It’s starting to sound like a plan.
Since the beginning of the Oslo “peace process,” it has been assumed that Israel has more to give than the Palestinians. After all, the story went, Israel is wealthy, recognized, democratic, and stable. The Palestinians are refugees with nothing. Right? So Israel was told not to build houses for Jews in areas that might become a Palestinian state — lest the Palestinians end up with a country that has Jews in it. Israel has, further, been pressed to “make life better” for the Palestinians in terms of jobs, electricity, water, medical care, and agriculture. The Arab states and the EU — as well as the U.S. — provide funds for, well, for everything including Palestinian leaders’ mansions and bank accounts. The deeper others waded into the “process” over the past two-plus decades, the more the Palestinians could be excused for believing that they didn’t have to do anything, but could wait for people to squeeze more out of Israel on their behalf under threat of a) discontinuing the process and/or b) more violence.
After all, they reasoned, what did they have to lose?
The Trump administration, however, appears to have concluded that the process might work differently if the Palestinians thought they did have something to lose. And by the moaning and shrieking emanating from Ramallah, if that is the plan it may be a good one.
The President started with a clear statement to Palestinian strongman Mahmoud Abbas about not teaching hatred, and then castigating him when he discovered that Abbas’s reassurances were lies. Congress added in the Taylor Force Act, which the President has said he would sign. The bill cuts funds to the Palestinian Authority (PA) as long as the PA is funding salaries for terrorists. Then the administration publicly considered closing the Palestinian mission in Washington because the PA was not meeting its Oslo obligation to negotiate issues directly with Israel and had, instead, made overtures in the International Criminal Court.
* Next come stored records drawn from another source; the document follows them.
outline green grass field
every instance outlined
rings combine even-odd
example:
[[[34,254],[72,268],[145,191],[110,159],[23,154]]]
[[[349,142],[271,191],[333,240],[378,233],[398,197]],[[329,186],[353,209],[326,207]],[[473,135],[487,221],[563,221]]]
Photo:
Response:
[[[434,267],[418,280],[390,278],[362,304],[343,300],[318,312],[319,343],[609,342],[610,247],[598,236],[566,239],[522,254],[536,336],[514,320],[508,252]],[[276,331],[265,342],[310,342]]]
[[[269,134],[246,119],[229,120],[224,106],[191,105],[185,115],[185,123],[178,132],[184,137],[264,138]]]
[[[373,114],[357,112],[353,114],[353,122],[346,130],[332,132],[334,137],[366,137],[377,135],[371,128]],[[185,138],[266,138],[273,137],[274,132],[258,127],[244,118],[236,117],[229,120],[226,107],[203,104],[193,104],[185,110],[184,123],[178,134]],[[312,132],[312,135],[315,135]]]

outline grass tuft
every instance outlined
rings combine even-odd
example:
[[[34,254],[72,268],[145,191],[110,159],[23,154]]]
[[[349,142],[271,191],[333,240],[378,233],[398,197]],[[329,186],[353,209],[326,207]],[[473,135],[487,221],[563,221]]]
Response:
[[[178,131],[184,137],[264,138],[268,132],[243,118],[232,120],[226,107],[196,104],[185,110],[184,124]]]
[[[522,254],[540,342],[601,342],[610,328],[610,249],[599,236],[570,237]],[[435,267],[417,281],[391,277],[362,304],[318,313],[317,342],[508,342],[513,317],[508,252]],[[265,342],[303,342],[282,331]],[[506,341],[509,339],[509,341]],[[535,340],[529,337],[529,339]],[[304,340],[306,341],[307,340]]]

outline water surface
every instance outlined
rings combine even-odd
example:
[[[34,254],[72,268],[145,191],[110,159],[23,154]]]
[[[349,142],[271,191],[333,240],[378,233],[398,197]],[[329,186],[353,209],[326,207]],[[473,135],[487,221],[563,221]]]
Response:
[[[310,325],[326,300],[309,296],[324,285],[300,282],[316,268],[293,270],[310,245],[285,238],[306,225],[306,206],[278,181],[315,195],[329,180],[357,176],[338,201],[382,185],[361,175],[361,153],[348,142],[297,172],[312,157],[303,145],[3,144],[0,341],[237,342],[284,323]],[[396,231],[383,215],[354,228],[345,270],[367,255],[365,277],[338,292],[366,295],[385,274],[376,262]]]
And now it appears the administration has failed to sign the waiver that keeps the American embassy in Tel Aviv, rather than moving it to Jerusalem as the law demands. (This one is tricky — the waiver was not signed six months after the previous waiver. Whether the signature has to be precisely six months to the day or has wiggle room is the subject of some discussion.) At the same time, the administration seems ready to declare its recognition of Jerusalem as the capital of Israel, putting Israel on the same footing as 192 other countries in the world who determine their own seats of government.
Reuters reports that President Trump has spoken with both King Abdullah II of Jordan and Palestinian strongman Mahmoud Abbas about his decision to move the embassy.
What the Palestinians have to lose, then, is American acquiescence to a process by which the Palestinians continue gain something for nothing, and in which they believe violence is always their trump card (so to speak). Indeed, Mahmoud Habash, an advisor to Abbas, said that if President Trump were to recognize Jerusalem, it would amount to a “complete destruction of the peace process.” Habash said that “the world will pay the price” for any change in Jerusalem’s status.
Threatening the American administration doesn’t seem like a game-winner. Threatening to destroy the nonexistent “peace process” is spurious.
The Palestinians — and most of the Arab world, save for Egypt and Jordan — have declined every opportunity and every demand for “termination of all claims or states of belligerency and respect for and acknowledgment of the sovereignty, territorial integrity and political independence of every State in the area and their right to live in peace within secure and recognized boundaries free from threats or acts of force.” This is the promise of UN Resolution 242 to Israel after the Arabs had tried in 1967 to reverse the establishment of the State of Israel.
Anwar Sadat and King Hussein offered Israel the terms of UN Resolution 242 and negotiated the terms of peace treaties that served their interests as well as Israel’s. Today, most of the Arab states today are fairly certain Israel is here to stay, but have done no better than put forward an “Arab Peace Plan” that fails Res. 242 entirely. (The so-called “Arab Peace Plan” didn’t come close — requiring that Israel retreat to insecure and unrecognized armistice lines before the Arabs considered recognition of Israel’s legitimacy.)
The U.S. can clearly state the way forward for the Palestinians — they have to make a down payment on peace with Israel. A clear and demonstrable commitment to UN Resolution 242 — to the legitimacy and permanence of Israel in the region — is the price of continued American support. If that is too big a leap, let the Palestinians urge the Arab states to go first so they have support for their move.
If the Palestinians and the Arab states can’t get there, they will have sabotaged themselves and their people (again) far more than Israel or the United States. Israel will continue to be what it is — wealthy, recognized, democratic, and stable. It will continue to create alliances and relationships that benefit its people and its friends. It will continue to make progress in education, technology, security, the arts and the sciences, and it will continue to share those capabilities around the world.
And the United States will stand with its friend and ally, Israel.